The original photo itself has been taken in the sand dunes of Soester Duinen in the Netherlands. The sand here has been deposited during the last ice age which came to lay bare due to intensive grazing during the middle ages. Almost all such areas in the Netherlands have been reclaimed from the sand, with the remaining dunes of the Soester Duinen now being maintained as geographical monuments.

The original photo I have taken of dunes in Soester Duinen.

Given this image, with the help of Stable Diffusion, I had the goal to transform it to sand dunes that one could find in a sci-fi setting.

First I tried to get an image that looks more like the planet Arrakis, also known as Dune. One of the characteristics of this planet is that it is incredibly arid. This means that in order to get something that resembles Arrakis, with less vegetation and clouds, I need to provide a text prompt that emphasizes the harsh arid nature of Arrakis.

I have used the prompt "The planet Arrakis also known as Dune, arid, desert dunes, desolate, cloudless blue sky" to transform the image to the one that follows:

An image of Arrakis, the planet in the novel Dune, that was generated.

The Stable Diffusion model takes a number of parameters aside from the text prompt to generate images. One that is specific to using a starting image is called Img2Img strength, which defines how much weight should be given to the initial image when generating new images. Lower scores make the generated image look closer to the initial image, while higher scores let the model dream up new images more freely. For the images generated the value 0.75 was used (unless noted otherwise). One can quite well see the effect of the base image in the layout of the new one that is made to look like Arrakis e.g.: like how the sand dunes have replaced the vegetation in the background.

It can generally take some trial and error to find the right parameters to generate images that fit the creators vision. Nonetheless it is quite amazing how many good looking images can be generated just by playing around with the parameter and prompt selection.
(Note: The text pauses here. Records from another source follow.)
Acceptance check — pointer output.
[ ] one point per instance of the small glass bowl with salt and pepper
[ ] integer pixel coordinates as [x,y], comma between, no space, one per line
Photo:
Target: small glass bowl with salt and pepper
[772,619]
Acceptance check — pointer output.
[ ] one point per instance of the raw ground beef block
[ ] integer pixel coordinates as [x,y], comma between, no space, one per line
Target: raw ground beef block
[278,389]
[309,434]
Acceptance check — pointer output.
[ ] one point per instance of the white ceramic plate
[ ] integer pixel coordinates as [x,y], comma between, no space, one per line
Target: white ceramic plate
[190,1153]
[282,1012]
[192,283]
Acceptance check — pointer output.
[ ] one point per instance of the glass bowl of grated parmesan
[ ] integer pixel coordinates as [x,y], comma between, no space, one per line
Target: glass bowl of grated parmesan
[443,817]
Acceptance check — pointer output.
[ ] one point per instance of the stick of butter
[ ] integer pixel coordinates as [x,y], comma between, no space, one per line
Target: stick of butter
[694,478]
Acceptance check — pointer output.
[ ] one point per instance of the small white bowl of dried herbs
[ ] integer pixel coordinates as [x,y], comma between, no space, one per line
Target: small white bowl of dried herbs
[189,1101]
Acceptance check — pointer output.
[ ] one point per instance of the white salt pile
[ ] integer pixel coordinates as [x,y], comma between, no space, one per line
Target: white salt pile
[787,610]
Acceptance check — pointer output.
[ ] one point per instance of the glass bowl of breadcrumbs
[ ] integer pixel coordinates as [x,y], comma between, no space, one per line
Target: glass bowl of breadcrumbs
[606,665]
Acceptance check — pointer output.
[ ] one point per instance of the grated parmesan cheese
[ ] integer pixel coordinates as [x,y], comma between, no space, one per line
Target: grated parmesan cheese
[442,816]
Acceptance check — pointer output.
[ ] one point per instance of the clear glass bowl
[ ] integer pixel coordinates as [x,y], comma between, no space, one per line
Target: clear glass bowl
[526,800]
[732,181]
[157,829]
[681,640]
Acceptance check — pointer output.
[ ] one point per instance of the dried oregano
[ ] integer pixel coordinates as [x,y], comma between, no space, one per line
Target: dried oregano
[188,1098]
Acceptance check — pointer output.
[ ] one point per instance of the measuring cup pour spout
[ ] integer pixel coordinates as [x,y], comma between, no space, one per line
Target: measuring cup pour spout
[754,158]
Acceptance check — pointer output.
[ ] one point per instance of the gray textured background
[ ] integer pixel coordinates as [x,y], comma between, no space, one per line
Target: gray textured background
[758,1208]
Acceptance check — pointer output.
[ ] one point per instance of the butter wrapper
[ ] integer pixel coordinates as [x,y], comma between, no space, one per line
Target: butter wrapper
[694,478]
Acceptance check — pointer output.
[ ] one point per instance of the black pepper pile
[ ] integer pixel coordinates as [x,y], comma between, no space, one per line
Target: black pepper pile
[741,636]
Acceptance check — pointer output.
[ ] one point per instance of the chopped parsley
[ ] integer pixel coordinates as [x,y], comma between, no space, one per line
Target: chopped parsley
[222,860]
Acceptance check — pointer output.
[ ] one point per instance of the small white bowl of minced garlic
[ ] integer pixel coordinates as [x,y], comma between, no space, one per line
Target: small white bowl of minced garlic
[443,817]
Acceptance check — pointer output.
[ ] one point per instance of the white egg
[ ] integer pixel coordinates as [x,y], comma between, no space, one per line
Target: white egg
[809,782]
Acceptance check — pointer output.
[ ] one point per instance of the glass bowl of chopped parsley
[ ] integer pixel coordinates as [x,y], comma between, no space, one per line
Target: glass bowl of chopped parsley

While for Arrakis it took quite a long text prompt get close to the results that I wanted it is quite different when trying a Star wars related prompt. The prompt: "Tatooine, from Star Wars" is itself enough to help generate the following image from our original dune photo:

An image of Tatooine, a planet from Star Wars, that was generated.

As one can see even from a short prompt, it is possible for the model to generate images that look like they were taken as photographs from the planet Tatooine from Star Wars. It seems the system has a notion of how the architecture of buildings look like on the planet in this setting and is capable of generating images of such buildings into the photograph.

It is also possible to go beyond the well-known fictional planets and let the model dream up a setting.

The prompt "Cyberpunk settlement, detailed" gave the following results:

A cyberpunk styled settlement that was generated from the original image. Generated with the img2img strength of 0.65.

I hope I have given at least a small preview or what is possible with Stable Diffusion's img2img generation. It is quite a fun project to take photographs and modify them using text prompts to all kinds of imaginary settings. Images of the next sci-fi setting set in the dunes could be just one prompt and one photograph away.